*This review was originally published at The Film Experience as part of the coverage of the 66th Berlinale.
Rafi Pitts’s first film made outside of his native Iran tells the story of Nero Maldonado (Johnny Ortiz), a young Mexican boy who dreams of following his older brother’s footsteps across the northern border to obtain American citizenship. He illegally crosses the metal fences that separate the two countries and arrives in LA, at an opulent mansion where his brother ostensibly lives. Nero’s shortest path to obtaining an American green card is serving in the military under the controversial “Dream Act”, but the system is a lot more complex than it appears at first.

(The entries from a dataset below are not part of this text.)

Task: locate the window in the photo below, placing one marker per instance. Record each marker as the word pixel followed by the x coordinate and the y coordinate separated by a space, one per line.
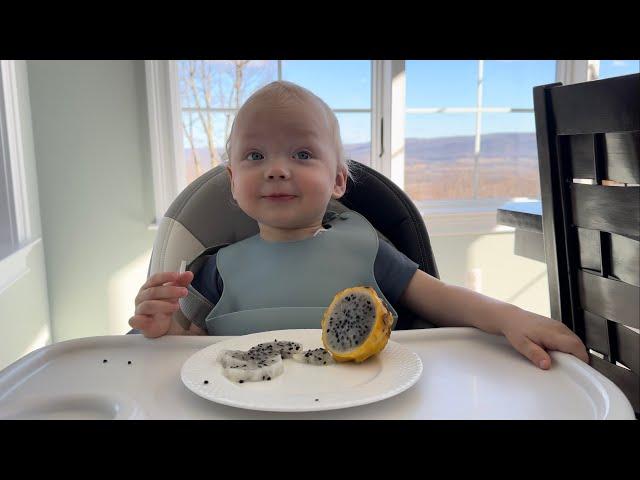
pixel 612 68
pixel 8 227
pixel 212 91
pixel 457 136
pixel 470 131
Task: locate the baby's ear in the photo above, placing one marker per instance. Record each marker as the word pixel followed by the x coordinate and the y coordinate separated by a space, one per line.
pixel 340 185
pixel 230 180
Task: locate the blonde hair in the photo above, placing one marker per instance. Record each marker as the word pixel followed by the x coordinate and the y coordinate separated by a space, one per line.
pixel 284 92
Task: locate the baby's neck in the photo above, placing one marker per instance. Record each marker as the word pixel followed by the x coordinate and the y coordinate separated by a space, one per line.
pixel 275 234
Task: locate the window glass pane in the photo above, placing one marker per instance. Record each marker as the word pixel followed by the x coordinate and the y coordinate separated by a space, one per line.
pixel 211 90
pixel 441 83
pixel 508 160
pixel 340 83
pixel 440 159
pixel 616 68
pixel 222 83
pixel 355 130
pixel 439 156
pixel 509 83
pixel 204 136
pixel 8 234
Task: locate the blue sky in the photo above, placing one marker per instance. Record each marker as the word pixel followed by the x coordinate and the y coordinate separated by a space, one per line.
pixel 430 83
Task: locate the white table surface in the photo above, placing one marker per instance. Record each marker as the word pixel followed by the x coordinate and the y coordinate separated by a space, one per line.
pixel 467 374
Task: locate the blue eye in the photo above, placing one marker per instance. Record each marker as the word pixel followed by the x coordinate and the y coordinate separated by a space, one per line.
pixel 254 156
pixel 303 155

Co-written with influential Romanian screenwriter, Răzvan Rădulescu (Child’s Pose, The Death of Mr. Lazarescu), Soy Nero is divided into two halves that differ drastically in setting – the affluent, suburban neighborhoods of Los Angeles and the brutal, barren vistas of battlegrounds in the Middle East. It is in part a satirical take on the illusion of American superiority and exceptionalism, and partially a challenging drama about the difficulties of immigration and the ruthlessness of war. Along the way, Nero meets a strange cast of characters – from a conspiracy theorist Seymour (Michael Harney) to two soldiers who argue about East Coast-West Coast Hip-Hop. Though Soy Nero’s approach to the story is generally absurdist, the consistent tonal shifts and the sparse plotting undermine the audience’s engagement.
This is an interesting addition in the resume of a filmmaker who’s made a career out of stories about desperate heroes fighting against all socio-political odds, but the film never quite settles into rhythm. Particularly problematic is the mismatched tone of the performances who are not equally attuned to the film’s satire. Soy Nero tells a compelling and politically charged story and, like Pitts’s previous film, The Hunter, is visually stunning, but suffers from inconsistent pacing and blunt exposition of its themes.